I don't recognize these claims either. The hackers I know are much more diverse in identity and belief than the narrow subculture described above.
Hacker culture has changed in the past ten years or so. The lodestar is no longer ESR's Jargon File, nor the GNU Manifesto, nor Steven Levy's Hackers. They're just ideals of what we think hacker culture should be, but that's not how hacker culture is actually practiced (if it ever was).
As more and more queer and trans people have gotten involved with hacker culture, they've brought queer and trans political and philosophical thinking with them and with it, a new orientation. They're sort of terraforming the hacker space to make it more comfortable and welcoming to people like them. I mean Mara Bos, a leading developer in the Rust ecosystem, states that her goal is to "make the Rust standard library more gay". Cishets are still welcome, of course, inasmuch as they give due respect to queer and other marginalized people in the community and do not express regressive opinions about the same.

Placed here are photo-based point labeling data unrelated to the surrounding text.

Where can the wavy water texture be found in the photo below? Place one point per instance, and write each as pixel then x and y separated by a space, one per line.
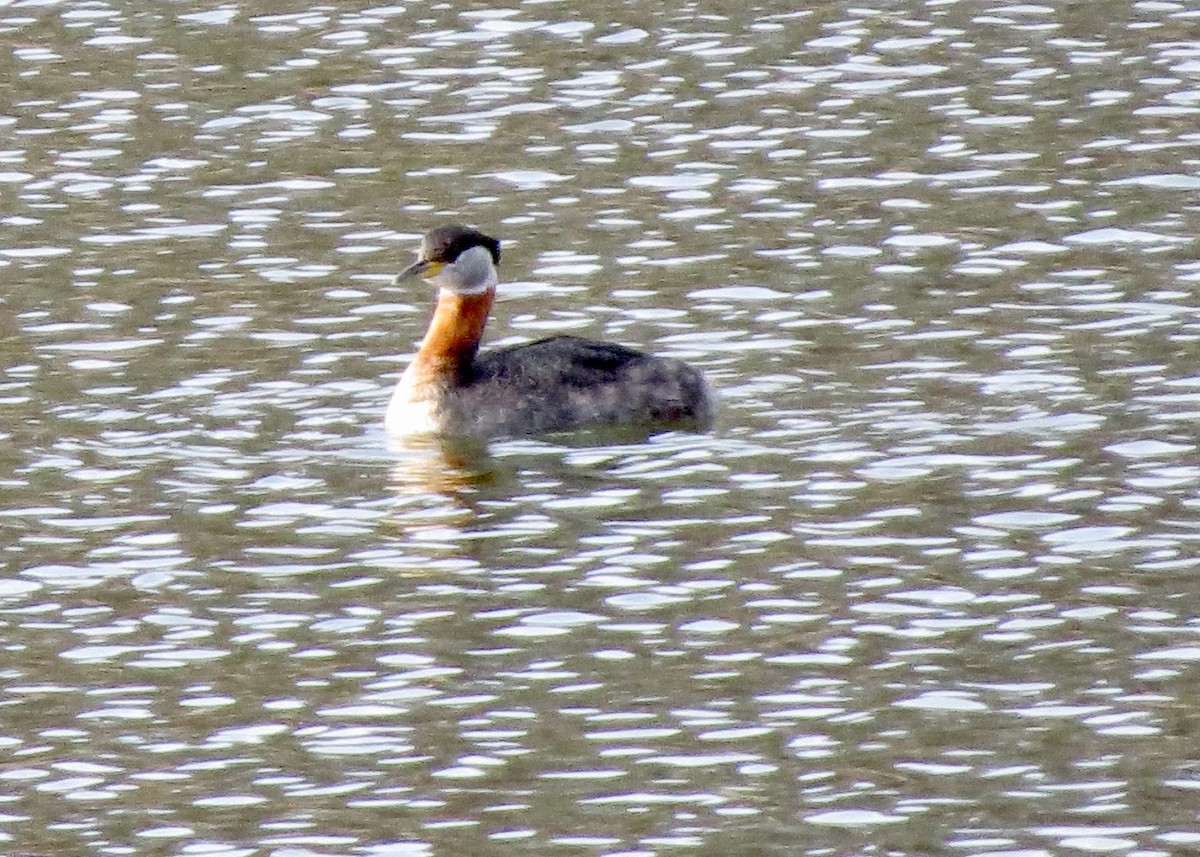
pixel 928 588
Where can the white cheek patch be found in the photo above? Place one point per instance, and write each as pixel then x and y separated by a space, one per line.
pixel 472 273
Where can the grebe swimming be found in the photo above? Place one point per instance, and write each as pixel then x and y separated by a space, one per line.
pixel 561 382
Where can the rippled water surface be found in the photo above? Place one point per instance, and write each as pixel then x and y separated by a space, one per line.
pixel 930 587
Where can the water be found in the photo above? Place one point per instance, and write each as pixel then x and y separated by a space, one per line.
pixel 928 588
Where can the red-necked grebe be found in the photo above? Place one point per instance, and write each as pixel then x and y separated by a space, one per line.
pixel 556 383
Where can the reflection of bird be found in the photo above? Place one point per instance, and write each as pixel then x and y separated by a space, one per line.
pixel 561 382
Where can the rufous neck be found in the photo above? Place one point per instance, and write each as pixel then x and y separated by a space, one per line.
pixel 450 343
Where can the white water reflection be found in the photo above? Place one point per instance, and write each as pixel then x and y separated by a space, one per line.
pixel 925 588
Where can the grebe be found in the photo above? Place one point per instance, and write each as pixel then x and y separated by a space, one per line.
pixel 556 383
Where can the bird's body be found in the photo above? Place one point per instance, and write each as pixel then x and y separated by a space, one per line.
pixel 552 384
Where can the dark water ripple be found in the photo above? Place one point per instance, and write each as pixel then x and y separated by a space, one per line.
pixel 925 589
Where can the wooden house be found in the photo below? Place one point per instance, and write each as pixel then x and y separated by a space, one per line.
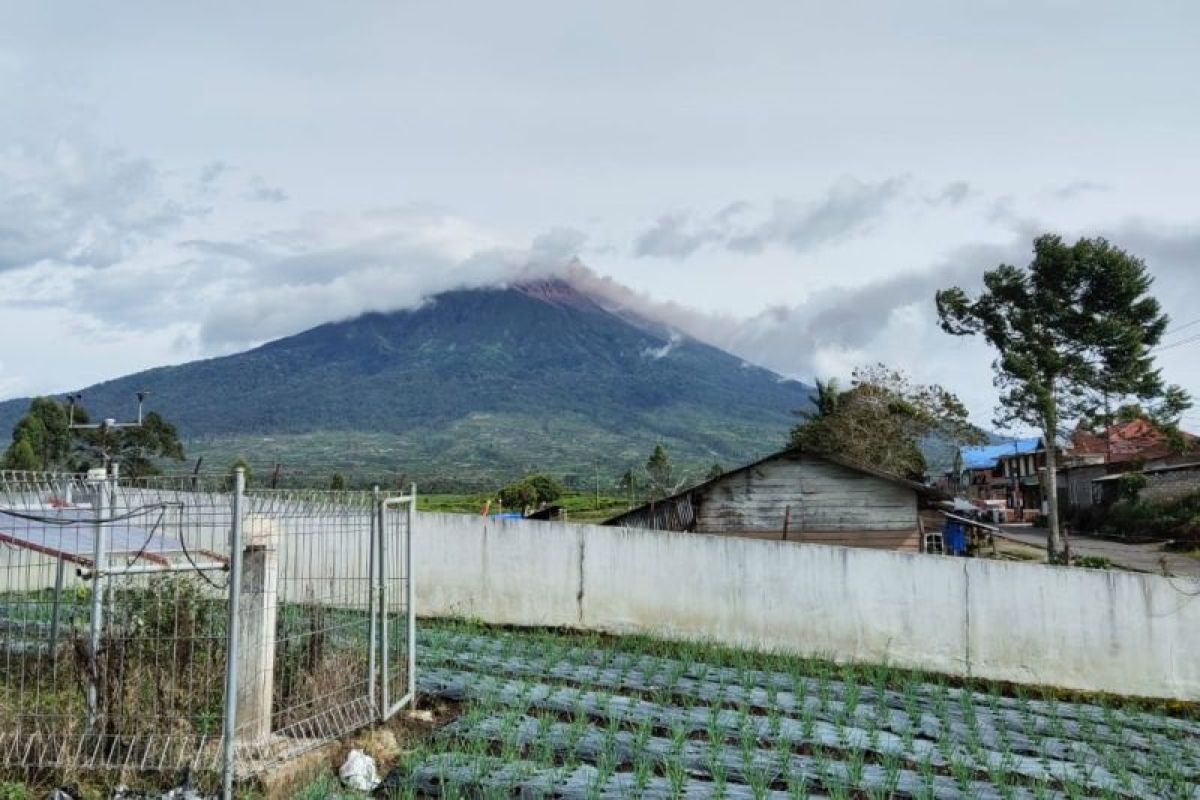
pixel 795 495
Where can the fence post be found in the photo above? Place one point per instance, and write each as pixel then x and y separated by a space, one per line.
pixel 256 627
pixel 372 607
pixel 411 596
pixel 231 686
pixel 384 642
pixel 99 567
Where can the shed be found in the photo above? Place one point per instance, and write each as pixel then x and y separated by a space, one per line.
pixel 796 494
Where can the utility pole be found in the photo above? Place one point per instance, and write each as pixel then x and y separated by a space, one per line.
pixel 102 427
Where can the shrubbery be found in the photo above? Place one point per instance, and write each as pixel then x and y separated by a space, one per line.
pixel 1176 518
pixel 531 491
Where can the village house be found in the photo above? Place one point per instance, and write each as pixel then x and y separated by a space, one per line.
pixel 796 495
pixel 1096 461
pixel 979 470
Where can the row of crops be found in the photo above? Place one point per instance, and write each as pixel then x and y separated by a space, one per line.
pixel 565 716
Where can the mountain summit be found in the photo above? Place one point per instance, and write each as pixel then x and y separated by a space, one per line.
pixel 474 383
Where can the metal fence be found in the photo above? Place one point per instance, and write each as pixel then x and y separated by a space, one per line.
pixel 190 624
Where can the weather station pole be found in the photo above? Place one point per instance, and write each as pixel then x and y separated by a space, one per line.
pixel 105 493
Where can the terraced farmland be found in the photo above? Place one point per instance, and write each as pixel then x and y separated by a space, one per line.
pixel 579 717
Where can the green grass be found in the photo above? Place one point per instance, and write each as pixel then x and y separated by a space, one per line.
pixel 669 716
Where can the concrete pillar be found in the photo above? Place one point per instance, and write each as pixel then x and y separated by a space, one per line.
pixel 257 612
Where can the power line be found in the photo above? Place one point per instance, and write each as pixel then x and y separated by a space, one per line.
pixel 1171 346
pixel 1180 328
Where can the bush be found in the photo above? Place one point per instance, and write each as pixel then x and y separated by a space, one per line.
pixel 531 491
pixel 1176 518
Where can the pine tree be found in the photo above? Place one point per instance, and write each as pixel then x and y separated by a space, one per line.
pixel 1074 330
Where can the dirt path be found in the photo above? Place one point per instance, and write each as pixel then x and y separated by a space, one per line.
pixel 1147 558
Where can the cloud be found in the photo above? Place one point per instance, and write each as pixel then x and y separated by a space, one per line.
pixel 1075 188
pixel 953 194
pixel 81 205
pixel 261 192
pixel 850 206
pixel 335 268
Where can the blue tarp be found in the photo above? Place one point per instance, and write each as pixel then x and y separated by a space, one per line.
pixel 988 456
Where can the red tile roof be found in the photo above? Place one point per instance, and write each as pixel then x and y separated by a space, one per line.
pixel 1127 441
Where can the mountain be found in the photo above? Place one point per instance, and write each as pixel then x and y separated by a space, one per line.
pixel 472 386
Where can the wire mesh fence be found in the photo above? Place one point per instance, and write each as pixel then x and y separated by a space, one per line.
pixel 185 624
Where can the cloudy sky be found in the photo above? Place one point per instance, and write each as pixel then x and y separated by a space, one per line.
pixel 789 180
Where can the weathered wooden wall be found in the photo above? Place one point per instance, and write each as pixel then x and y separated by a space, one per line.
pixel 822 501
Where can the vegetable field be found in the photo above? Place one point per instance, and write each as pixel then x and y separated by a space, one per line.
pixel 569 716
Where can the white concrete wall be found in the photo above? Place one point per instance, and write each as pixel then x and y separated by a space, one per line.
pixel 1079 629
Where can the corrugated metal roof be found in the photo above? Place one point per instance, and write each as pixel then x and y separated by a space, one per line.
pixel 988 456
pixel 921 488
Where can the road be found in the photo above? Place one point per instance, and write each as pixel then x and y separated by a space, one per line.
pixel 1146 558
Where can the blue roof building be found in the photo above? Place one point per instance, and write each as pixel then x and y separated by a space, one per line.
pixel 988 456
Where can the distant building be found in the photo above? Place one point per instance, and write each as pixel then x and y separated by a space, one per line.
pixel 981 473
pixel 1096 459
pixel 795 495
pixel 1020 467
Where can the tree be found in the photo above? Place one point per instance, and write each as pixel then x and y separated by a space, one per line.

The Q in LGBTQ can stand for Queer, or it can stand for Questioning; and maybe that's the basic mindset of queer theory that's applicable here: to question everything, especially your assumptions, and examine critically the social constructs that are intrinsic to the environment in which you live and work. Especially give thought to who is centered and who is marginalized by your efforts.

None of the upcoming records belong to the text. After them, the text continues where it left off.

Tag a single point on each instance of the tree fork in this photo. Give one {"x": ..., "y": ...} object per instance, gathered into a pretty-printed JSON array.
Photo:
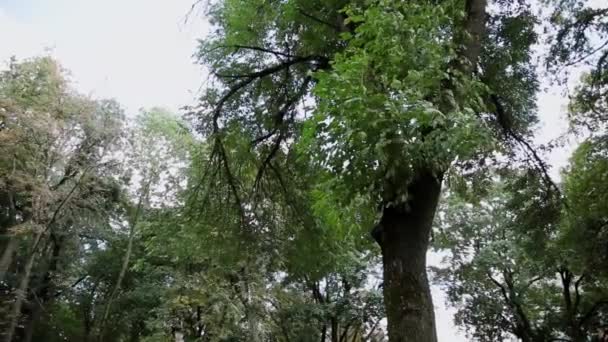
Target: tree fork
[{"x": 404, "y": 229}]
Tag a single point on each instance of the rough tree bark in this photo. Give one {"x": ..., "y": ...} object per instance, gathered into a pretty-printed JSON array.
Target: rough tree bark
[
  {"x": 404, "y": 230},
  {"x": 403, "y": 236}
]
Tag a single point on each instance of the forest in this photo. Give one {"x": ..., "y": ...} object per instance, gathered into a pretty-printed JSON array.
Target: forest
[{"x": 337, "y": 144}]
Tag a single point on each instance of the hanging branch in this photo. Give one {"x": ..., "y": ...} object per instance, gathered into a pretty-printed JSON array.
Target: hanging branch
[{"x": 539, "y": 163}]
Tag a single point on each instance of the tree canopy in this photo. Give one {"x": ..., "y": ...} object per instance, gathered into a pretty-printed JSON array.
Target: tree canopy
[{"x": 336, "y": 143}]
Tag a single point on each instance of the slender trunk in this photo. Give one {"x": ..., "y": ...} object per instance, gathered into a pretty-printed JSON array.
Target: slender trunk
[
  {"x": 335, "y": 334},
  {"x": 11, "y": 245},
  {"x": 7, "y": 257},
  {"x": 44, "y": 292},
  {"x": 125, "y": 264},
  {"x": 404, "y": 229},
  {"x": 21, "y": 292},
  {"x": 403, "y": 235}
]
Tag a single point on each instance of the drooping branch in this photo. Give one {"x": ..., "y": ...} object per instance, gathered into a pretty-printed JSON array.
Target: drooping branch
[
  {"x": 539, "y": 163},
  {"x": 259, "y": 49}
]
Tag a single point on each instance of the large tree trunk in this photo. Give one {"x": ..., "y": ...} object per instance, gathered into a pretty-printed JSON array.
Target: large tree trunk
[
  {"x": 403, "y": 235},
  {"x": 404, "y": 229}
]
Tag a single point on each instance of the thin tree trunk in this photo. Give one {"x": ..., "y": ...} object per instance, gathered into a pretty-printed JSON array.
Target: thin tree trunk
[
  {"x": 7, "y": 257},
  {"x": 125, "y": 264},
  {"x": 44, "y": 292},
  {"x": 21, "y": 292},
  {"x": 11, "y": 246},
  {"x": 403, "y": 235}
]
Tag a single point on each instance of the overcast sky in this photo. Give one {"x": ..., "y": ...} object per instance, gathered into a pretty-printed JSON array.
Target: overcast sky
[{"x": 140, "y": 52}]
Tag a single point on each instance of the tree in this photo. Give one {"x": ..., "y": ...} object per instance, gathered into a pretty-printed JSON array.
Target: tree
[
  {"x": 399, "y": 92},
  {"x": 55, "y": 181},
  {"x": 512, "y": 269}
]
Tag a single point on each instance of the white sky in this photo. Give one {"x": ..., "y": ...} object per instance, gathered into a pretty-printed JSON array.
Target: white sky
[{"x": 139, "y": 52}]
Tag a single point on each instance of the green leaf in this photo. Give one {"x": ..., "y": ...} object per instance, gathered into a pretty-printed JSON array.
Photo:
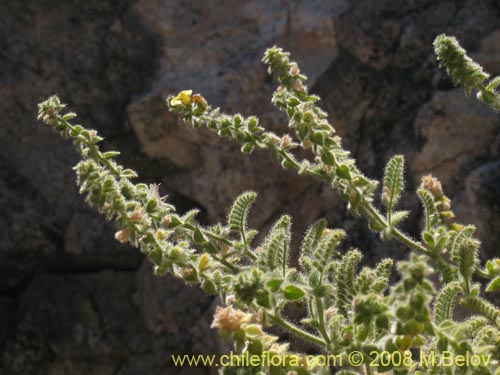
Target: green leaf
[
  {"x": 274, "y": 284},
  {"x": 239, "y": 213},
  {"x": 399, "y": 216},
  {"x": 393, "y": 183},
  {"x": 430, "y": 210},
  {"x": 311, "y": 239},
  {"x": 494, "y": 285},
  {"x": 345, "y": 280},
  {"x": 277, "y": 245},
  {"x": 293, "y": 293},
  {"x": 327, "y": 157},
  {"x": 110, "y": 154},
  {"x": 198, "y": 236},
  {"x": 343, "y": 172},
  {"x": 443, "y": 307}
]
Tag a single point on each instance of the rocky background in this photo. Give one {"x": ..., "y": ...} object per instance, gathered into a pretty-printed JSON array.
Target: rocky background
[{"x": 72, "y": 300}]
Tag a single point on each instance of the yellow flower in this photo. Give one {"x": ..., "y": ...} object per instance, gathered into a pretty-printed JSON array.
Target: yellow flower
[{"x": 183, "y": 98}]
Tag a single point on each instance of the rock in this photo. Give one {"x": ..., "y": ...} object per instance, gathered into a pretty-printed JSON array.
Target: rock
[
  {"x": 453, "y": 132},
  {"x": 72, "y": 301},
  {"x": 479, "y": 204}
]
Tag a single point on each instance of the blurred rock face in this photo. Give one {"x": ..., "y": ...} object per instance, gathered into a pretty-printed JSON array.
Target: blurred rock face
[{"x": 75, "y": 302}]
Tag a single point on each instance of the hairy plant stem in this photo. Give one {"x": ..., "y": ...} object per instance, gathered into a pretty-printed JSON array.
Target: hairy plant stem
[{"x": 290, "y": 327}]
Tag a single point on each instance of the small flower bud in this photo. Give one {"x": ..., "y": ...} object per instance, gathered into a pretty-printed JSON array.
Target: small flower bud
[
  {"x": 306, "y": 143},
  {"x": 123, "y": 235},
  {"x": 198, "y": 99},
  {"x": 137, "y": 214},
  {"x": 166, "y": 220},
  {"x": 294, "y": 70},
  {"x": 273, "y": 138},
  {"x": 432, "y": 184},
  {"x": 285, "y": 141}
]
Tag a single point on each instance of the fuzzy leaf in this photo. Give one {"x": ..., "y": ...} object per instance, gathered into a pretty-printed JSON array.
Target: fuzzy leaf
[
  {"x": 311, "y": 239},
  {"x": 277, "y": 244},
  {"x": 293, "y": 293},
  {"x": 494, "y": 285},
  {"x": 239, "y": 213},
  {"x": 443, "y": 307},
  {"x": 393, "y": 182},
  {"x": 430, "y": 210},
  {"x": 345, "y": 280}
]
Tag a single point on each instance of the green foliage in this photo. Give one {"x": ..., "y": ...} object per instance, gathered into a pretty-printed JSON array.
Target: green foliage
[
  {"x": 348, "y": 308},
  {"x": 464, "y": 71}
]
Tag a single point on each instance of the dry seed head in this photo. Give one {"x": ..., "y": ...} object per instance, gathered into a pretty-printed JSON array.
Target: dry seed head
[
  {"x": 229, "y": 319},
  {"x": 137, "y": 214},
  {"x": 123, "y": 235}
]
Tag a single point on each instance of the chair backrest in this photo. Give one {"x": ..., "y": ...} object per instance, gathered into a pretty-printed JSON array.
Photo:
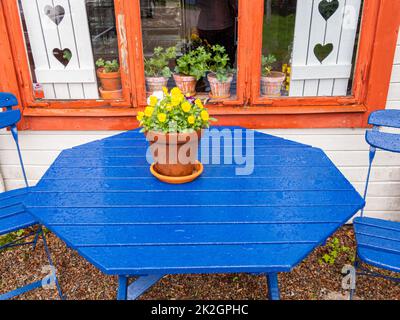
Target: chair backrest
[
  {"x": 9, "y": 119},
  {"x": 381, "y": 140}
]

Allison Parrish does a great job of explaining this attitude in her talk "Programming is Forgetting: Towards a New Hacker Ethic":
She and Parrish are probably the most prominent exponents of what constitute the new norms of hacker culture. Oh, and uh, both are trans women.
That's the thing: Hacker culture never was as inclusive as people claimed it was. It was still oriented around the cishet white male nerd; inasmuch as others outside that template were allowed to participate, it was made more difficult for them because of the cishet-white-male-nerd-oriented assumptions and norms that were intrinsic to the community (as Parrish elucidates with her example about Margaret Hamilton being unable to assemble her programs on the surreptitiously modified PDP-1). That's what's changing.
Remember, traditional hacker culture could never exist without vast sums of DARPA money to supply funding for the equipment, resources, payroll, etc. It only came about because the military-industrial complex wanted the missile to know where it is as it hurtled through the sky on its way to blow up thousands or millions of Others. It is inadequate as a general framework that allows for talented people regardless of background to make a contribution. The queer hackers are attempting to modernize this framework to better meet the goal of welcoming valuable contributions regardless of the contributor's identity, using their experience as outcasts among outcasts.
We could argue about the history of hacker culture and its inclusivity, but it would most likely be just a series of proofless claims from both sides. I personally have never seen or heard of a person rejected from any hacker clique because of their sexual orientation. I've heard of a few having their contributions refused for trying to push political agenda [0], but then again it wasn't their identity that was refused, only the contributions related to advertising that identity.
I don't feel like the neo-queer-hacker culture you're discribing is particularly welcome to anyone who disagrees with them. I've heard of multiple instances of people calling for bans of people who said something they disagree with [2]. That is completely opposite of "inclusive". Inclusivity only matters when it includes people you disagree with.
> Coraline Ada Ehmke slew the meritocracy buddha in 2018
It doesn't surprise me that a person who hasn't shown much skill or merit is arguing against meritocracy. It is in her own interest to do so.
That would imply that non-trans people are somehow outsiders, which is contrary to the hacker philosophy, which respects merit and skill, regardless of the person's identity.